"Olvídalo, Jake. Es Chinatown". (Chinatown de Roman Polanski)
Hasta el día antes de marcharme de Nueva York, no entendí lo que, en realidad, esa ciudad significaba para mí. Goki había prometido llevarme a cenar a Chinatown. Yo ya no tenía muchas ganas de hacer nada. Lo había visto prácticamente todo. Pasé la tarde leyendo y escribiendo algunas notas tirado en el sofá. Hacía diez minutos que tenía puesta la MTV, cuando Goki entró en el piso, exhausto, cerrando la puerta de golpe. Me saludó con la mano. Se quitó los zapatos con desprecio y los lanzó a una esquina del salón. Se arrancó la corbata. La camisa. Yo le dije:
—Hola.
—No sabes la suerte que tienes de poder ir a tu oficina con camiseta y zapatillas —contestó.
—¿Suerte? Estás loco...
—¿Suerte?

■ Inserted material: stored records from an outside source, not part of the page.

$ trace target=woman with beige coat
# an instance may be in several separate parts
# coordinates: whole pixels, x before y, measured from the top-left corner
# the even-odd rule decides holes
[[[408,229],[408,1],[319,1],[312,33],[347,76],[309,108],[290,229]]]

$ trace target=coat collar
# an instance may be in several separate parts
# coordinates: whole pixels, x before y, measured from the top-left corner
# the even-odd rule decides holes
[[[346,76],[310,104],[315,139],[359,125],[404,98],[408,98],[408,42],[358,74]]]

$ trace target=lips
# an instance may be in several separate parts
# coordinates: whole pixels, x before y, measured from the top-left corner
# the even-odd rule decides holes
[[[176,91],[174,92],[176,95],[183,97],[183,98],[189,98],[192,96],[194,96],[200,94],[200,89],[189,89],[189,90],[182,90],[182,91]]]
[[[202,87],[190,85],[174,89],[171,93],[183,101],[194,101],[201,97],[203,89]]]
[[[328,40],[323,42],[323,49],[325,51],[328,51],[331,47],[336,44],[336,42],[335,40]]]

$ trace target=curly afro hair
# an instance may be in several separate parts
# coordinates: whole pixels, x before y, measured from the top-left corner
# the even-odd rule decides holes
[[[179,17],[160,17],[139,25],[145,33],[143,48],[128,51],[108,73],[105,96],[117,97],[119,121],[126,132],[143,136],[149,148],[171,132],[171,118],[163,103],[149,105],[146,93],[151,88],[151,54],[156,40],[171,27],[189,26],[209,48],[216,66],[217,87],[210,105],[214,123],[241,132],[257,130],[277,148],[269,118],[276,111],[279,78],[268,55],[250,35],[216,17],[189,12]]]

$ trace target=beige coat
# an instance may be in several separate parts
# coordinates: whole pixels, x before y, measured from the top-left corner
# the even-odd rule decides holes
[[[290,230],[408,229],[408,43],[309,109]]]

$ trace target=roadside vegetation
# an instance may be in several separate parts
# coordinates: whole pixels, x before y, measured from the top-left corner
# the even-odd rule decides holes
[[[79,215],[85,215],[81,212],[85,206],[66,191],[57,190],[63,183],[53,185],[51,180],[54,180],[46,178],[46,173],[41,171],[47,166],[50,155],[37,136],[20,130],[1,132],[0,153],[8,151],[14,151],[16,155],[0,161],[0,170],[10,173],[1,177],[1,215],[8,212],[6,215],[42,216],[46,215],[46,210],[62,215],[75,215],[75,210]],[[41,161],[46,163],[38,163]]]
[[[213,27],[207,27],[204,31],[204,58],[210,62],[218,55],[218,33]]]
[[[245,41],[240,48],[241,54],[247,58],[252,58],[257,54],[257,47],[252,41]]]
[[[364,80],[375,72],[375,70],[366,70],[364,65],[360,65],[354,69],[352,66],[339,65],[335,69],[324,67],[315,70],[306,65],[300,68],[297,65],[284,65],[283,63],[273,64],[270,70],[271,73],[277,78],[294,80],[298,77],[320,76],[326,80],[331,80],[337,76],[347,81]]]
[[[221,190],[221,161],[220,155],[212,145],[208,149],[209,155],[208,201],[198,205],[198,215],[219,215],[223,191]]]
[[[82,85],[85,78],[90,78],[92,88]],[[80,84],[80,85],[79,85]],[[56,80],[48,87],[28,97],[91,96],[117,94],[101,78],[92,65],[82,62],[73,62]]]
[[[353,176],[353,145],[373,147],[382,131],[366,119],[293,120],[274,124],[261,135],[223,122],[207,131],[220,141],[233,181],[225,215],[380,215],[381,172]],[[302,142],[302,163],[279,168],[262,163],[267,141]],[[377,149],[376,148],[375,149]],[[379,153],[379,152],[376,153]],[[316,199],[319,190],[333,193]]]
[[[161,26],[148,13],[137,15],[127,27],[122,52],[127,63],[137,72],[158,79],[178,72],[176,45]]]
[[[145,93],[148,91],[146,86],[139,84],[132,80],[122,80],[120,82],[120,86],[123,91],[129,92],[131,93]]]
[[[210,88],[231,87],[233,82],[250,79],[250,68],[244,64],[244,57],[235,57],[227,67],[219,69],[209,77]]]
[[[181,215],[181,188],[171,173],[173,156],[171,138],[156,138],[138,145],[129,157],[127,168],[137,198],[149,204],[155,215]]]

Estás loco...
Tiró su maletín negro sobre la barra de mármol de la cocina haciendo que varias naranjas rodaran hasta el suelo, y se metió en la ducha.
Goki trabajaba al sur de Manhattan, en el barrio financiero, en una empresa japonesa que hacía de intermediaria entre ambos países para canjear productos de stock. Odiaba su trabajo y lo decía abiertamente. Él hubiera querido ser arquitecto pero sus padres consideraron que estudiar Administración de Empresas tenía un mercado más amplio de ofertas de empleo.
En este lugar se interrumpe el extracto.